Life became all about “getting steps”. Members of my family would walk at random intervals at all hours to “get their steps in.” It became commonplace to have a conversation with somebody as they walked laps around the kitchen island or jogged on the spot to “get their steps.”

It’s a weird thing, that power a Fitbit has over you, but for better or worse it made us all become more active. Many people I know have since abandoned them because they were becoming too obsessed. It was a compulsion. It’s a great tool, if you use it as just a tool. I do not recommend letting it rule your world, however, otherwise you’ll be wearing a hole in the carpet of your upstairs hallway because that’s the longest stretch of walking space in your house at 11 p.m. on a weeknight when you need 1,500 more steps and your kids are asleep… or you’ll be lacing it into your sneakers at spin class so that it tracks the revolutions so you don’t “waste your workout.”
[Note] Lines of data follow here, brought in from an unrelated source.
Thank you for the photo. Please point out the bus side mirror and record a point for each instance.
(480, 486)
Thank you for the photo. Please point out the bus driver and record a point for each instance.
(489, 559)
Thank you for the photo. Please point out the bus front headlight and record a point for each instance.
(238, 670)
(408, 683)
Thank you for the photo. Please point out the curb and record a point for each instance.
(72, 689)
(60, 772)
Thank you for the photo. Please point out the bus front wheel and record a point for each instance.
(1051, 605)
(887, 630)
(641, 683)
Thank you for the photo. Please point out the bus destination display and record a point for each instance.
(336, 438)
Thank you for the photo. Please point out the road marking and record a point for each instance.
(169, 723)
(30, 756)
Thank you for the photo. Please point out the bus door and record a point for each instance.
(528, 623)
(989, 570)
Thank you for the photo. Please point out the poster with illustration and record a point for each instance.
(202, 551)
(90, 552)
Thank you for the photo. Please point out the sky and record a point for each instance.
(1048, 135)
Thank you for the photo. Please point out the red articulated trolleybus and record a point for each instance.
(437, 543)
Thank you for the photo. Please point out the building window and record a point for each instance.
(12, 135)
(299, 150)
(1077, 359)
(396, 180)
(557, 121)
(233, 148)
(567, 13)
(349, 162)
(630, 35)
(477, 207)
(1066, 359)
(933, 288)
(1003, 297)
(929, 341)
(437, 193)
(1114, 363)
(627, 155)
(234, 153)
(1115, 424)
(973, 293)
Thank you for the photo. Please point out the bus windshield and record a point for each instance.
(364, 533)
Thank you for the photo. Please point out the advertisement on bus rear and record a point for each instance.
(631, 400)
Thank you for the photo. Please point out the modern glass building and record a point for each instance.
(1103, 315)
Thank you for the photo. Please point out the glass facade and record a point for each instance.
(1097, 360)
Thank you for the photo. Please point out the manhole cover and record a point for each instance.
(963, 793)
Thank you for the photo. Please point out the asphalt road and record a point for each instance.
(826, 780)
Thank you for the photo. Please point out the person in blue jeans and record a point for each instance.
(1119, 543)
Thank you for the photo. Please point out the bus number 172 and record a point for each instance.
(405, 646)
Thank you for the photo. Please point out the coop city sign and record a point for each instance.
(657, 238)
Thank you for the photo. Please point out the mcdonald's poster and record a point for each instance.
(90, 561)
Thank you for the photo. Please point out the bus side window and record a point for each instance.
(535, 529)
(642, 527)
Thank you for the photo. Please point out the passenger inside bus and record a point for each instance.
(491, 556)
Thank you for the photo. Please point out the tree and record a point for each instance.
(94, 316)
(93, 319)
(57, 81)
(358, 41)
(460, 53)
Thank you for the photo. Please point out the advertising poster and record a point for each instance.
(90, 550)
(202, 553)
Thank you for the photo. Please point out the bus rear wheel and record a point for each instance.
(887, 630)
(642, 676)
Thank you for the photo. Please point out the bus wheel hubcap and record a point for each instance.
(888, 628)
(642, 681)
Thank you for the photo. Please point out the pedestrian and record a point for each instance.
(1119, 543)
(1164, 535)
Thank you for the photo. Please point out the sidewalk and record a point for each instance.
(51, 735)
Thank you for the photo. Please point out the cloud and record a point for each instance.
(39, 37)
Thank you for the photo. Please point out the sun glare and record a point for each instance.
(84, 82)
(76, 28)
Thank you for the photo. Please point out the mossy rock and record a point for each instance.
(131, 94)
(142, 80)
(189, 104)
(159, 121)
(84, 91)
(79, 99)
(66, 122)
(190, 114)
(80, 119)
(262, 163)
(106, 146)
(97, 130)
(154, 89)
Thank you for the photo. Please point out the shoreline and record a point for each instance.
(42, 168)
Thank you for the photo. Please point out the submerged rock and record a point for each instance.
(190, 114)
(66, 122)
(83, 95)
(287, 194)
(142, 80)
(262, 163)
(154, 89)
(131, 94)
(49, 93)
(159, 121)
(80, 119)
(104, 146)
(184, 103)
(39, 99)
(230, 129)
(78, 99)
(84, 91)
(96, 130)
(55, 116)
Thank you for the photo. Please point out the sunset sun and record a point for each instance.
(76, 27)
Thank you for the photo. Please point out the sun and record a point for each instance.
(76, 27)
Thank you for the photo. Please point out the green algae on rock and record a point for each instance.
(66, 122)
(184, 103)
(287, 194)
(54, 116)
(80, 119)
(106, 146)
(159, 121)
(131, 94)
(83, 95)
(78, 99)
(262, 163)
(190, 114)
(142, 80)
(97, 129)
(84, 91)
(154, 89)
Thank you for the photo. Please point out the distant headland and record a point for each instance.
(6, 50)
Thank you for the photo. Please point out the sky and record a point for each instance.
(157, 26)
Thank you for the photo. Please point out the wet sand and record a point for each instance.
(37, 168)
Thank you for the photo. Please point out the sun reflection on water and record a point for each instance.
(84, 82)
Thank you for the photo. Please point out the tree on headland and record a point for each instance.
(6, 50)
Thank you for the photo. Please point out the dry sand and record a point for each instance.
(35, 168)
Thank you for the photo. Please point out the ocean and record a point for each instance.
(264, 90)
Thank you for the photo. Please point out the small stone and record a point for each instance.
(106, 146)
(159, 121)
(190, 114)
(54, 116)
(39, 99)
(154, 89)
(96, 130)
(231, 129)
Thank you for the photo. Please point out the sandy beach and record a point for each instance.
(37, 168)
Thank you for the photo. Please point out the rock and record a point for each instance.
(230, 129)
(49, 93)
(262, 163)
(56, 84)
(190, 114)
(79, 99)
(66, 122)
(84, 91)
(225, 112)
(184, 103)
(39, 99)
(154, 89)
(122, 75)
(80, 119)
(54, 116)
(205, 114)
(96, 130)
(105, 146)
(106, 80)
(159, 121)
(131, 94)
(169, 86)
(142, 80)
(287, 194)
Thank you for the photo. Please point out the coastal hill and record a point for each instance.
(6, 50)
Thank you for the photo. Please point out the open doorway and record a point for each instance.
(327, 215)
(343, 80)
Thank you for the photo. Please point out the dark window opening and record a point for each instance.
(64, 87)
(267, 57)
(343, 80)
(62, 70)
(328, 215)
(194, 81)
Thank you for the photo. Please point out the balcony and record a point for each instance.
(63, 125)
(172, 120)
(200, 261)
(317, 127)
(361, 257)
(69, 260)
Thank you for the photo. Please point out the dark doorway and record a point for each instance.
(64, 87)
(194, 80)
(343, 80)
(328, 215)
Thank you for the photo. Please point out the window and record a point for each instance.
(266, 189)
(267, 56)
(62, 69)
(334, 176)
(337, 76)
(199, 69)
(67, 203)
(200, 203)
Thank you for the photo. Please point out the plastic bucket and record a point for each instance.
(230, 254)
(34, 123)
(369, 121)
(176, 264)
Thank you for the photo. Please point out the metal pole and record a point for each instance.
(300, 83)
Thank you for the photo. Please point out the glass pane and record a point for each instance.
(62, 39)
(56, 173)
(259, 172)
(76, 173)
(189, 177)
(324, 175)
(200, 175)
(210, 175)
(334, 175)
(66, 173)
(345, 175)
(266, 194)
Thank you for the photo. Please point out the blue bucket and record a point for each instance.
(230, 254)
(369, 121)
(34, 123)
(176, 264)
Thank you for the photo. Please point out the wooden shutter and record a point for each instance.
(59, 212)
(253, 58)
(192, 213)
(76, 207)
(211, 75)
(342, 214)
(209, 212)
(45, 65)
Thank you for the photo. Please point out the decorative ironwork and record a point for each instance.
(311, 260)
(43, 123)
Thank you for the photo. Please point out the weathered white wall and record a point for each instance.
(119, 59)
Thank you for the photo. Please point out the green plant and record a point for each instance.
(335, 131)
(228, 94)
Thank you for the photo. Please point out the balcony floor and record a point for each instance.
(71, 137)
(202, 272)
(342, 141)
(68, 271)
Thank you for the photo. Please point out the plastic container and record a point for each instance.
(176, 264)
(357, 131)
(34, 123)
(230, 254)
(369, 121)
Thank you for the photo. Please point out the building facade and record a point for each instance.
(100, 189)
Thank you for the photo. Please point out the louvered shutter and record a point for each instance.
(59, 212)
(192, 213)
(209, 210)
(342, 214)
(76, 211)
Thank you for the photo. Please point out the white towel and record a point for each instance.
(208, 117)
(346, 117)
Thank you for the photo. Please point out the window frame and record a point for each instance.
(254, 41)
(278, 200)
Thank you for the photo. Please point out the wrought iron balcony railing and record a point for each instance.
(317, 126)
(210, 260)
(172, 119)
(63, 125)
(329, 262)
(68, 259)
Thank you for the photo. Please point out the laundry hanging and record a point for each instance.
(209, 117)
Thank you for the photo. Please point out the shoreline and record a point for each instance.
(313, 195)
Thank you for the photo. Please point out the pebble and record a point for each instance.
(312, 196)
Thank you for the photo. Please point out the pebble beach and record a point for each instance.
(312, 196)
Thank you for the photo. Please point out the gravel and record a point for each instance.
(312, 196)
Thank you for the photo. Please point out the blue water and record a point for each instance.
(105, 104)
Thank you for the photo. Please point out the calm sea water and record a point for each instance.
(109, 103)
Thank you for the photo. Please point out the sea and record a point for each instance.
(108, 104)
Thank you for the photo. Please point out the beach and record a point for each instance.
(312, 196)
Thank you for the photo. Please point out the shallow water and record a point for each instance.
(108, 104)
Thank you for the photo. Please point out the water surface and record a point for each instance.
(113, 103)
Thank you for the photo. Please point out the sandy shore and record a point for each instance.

Truth be told, I abandoned my Fitbit at the end of 2016. I have an Apple Watch now, and to my delight I am able to collect a lot more statistical details from it. But I’m the boss now.

These days, now that it’s light out longer, I sometimes go out for a walk after my kids are in bed. I’m not going to lie, I’m still mindful of my stats, but I usually just go out to get some fresh air and to clear my head. Now that I’m a mom of two small children, I have no problem getting in my daily 10,000. And I don’t need a tracker to tell me that.